Deduction Management and Contract Law: The credit manager must make certain the sales department or the order entry department reviews the terms and conditions on the front and back of each purchase order they receive to make certain that the terms and conditions are acceptable to the seller. If, for example, a customer's purchase order states the buyer is to receive a 4% cash discount but the creditor only offers a 1% discount, the seller should not enter purchase order until an amended P.O. is received from the customer. Questions about what terms are acceptable and which are not should be referred to the credit manager.

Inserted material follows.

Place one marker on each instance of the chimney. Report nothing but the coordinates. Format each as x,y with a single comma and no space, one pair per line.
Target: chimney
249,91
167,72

Generally, a Purchase Order with incorrect pricing or payment tersm should be be released against a verbal commitment by the buyer to make changes to prices or terms and conditions is usually not sufficient. The seller creditor usually lds a pending order with pricing or payment terms poblems til a written amendment is received. Why? The answer relates to contract law.
When an offer made by a customer to purchase goods at a certain price and subject to certain terms and conditions is accepted by the seller without comment, and assuming the seller ships the merchandise ordered, the presumption is that the seller has accepted the buyer's offer which includes all of the terms and conditions included on the purchase order - including any incorrect terms. The only way to be sure that an error on a PO is corrected is to reject the customer's purchase order. The seller must insist the buyer's offer be amended in writing. That amendment should be in the form of a new purchase order.
Tip: Many creditor companies write off small dollar deductions. Why? Because they recognize using a cost/benefit analysis that the cost of researching and crediting or researching and pursuing repayment of a small dollar deduction taken in error is often far more than the amount of the deduction. Each company must establish their own dollar threshold, but as a rule of thumb any deduction under $25 is a strong candidate for a miscellaneous write off.
Why, because it is not be cost effective to charge back a small amount – especially when one considers these costs:
(a) The cost of generating the debit,
(b) The cost of printing the debit memo,
(c) The cost of mailing the debit memo (d) the cost of following up to collect against the unearned discount.